MA '22 Stanford Teacher Education Program
Pursuing a new model of teaching

As a young student in South Central Los Angeles, Jaime Vazquez was on the receiving end of a “sit down and shut up” pedagogical approach. 

In his school – and later, when he worked as a teacher in the Boston area – students were nothing more than receptacles for a brain dump, he says. “The presumption is that they will learn because the brain dumping has been done,” he says. “This approach is extremely detrimental, particularly to our students of color. It almost completely ignores their humanity, penalizes them for their own cultural experiences and reduces them to a robot that needs to be programmed.” 

Now, as a master’s student in the Stanford Teacher Education Program (STEP), Vazquez is committed to putting an end to that kind of teaching and that kind of thinking. He developed a passion for teaching underserved students while he was an undergraduate at the University of California at Berkeley, through an off-campus job tutoring teens at a local YMCA. He went on to teach eighth graders in Boston through the AmeriCorps program, and taught chemistry and math at a charter high school serving marginalized students outside of Boston.

Last fall he enrolled in the STEP Secondary program, which leads to both a master of arts in education and a preliminary California single-subject teaching credential.

The program has opened his eyes to the cognitive apprenticeship model of teaching, an approach in which educators make their thought process visible to students. While kids in his school and the schools he taught in “were pushed down by oppressive structures,” he says, STEP presents ways to “lift up our students of color and make their culture relevant to our teaching.” 

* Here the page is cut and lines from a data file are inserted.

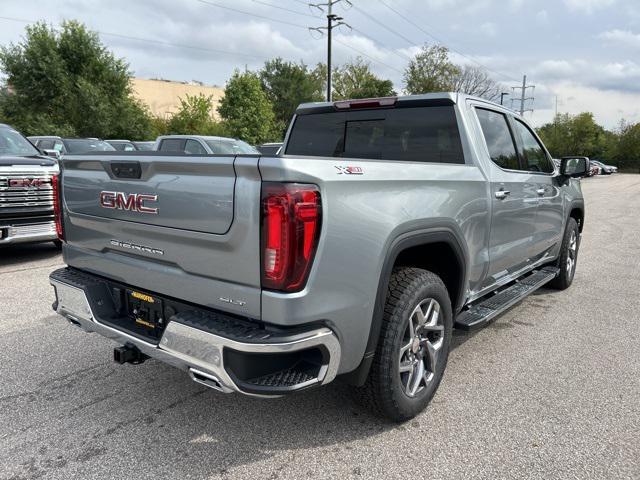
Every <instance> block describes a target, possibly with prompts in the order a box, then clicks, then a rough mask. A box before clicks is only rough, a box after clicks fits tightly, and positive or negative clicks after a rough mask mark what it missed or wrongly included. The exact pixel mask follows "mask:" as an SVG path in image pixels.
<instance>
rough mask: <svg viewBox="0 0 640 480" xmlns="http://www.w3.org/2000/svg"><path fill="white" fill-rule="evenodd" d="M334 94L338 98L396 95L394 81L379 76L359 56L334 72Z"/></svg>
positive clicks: (342, 66)
mask: <svg viewBox="0 0 640 480" xmlns="http://www.w3.org/2000/svg"><path fill="white" fill-rule="evenodd" d="M332 83H333V96H334V98H335V99H336V100H343V99H348V98H373V97H388V96H390V95H395V94H396V92H394V91H393V82H392V81H391V80H384V79H382V78H379V77H377V76H376V75H374V74H373V72H372V71H371V66H370V65H369V64H368V63H367V62H365V61H363V60H362V58H360V57H358V58H356V59H355V60H354V61H351V62H349V63H345V64H344V65H341V66H340V67H337V68H336V69H335V70H334V73H333V82H332Z"/></svg>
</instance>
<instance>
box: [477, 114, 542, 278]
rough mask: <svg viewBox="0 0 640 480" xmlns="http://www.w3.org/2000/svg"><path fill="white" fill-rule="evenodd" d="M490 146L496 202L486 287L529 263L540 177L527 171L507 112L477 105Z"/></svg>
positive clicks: (490, 169) (532, 238)
mask: <svg viewBox="0 0 640 480" xmlns="http://www.w3.org/2000/svg"><path fill="white" fill-rule="evenodd" d="M476 113H477V116H478V120H479V122H480V127H481V130H482V134H483V137H484V139H485V143H486V146H487V154H488V155H489V158H490V159H491V162H488V163H489V165H490V169H489V177H490V194H491V202H492V218H491V231H490V234H489V271H488V275H487V278H486V280H485V282H484V284H483V287H486V286H488V285H491V284H493V283H496V282H497V281H499V280H500V279H501V278H502V277H504V276H506V275H509V274H510V273H513V272H514V271H516V270H519V269H521V268H523V267H525V266H527V264H528V263H529V259H530V248H531V243H532V240H533V235H534V231H535V227H534V223H535V217H536V211H537V208H538V195H537V193H536V187H537V185H536V183H535V180H536V178H535V177H536V176H535V175H532V174H530V173H529V172H527V171H523V170H522V168H521V165H520V161H519V158H518V154H517V151H516V145H515V142H514V137H513V134H512V131H511V128H510V126H509V122H508V121H507V117H506V116H505V114H503V113H500V112H497V111H493V110H489V109H485V108H476Z"/></svg>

Where he went to school, kids were expected to conform, and police with rifles were a constant presence. But he had teachers and mentors who helped him to see that he was capable of more. “I realized I can be much more than an educator – I can be a coach, a mentor, an advisor, a school leader,” he says. “I can directly influence my students’ self-perceptions and self-efficacy in a way that feels truly powerful.”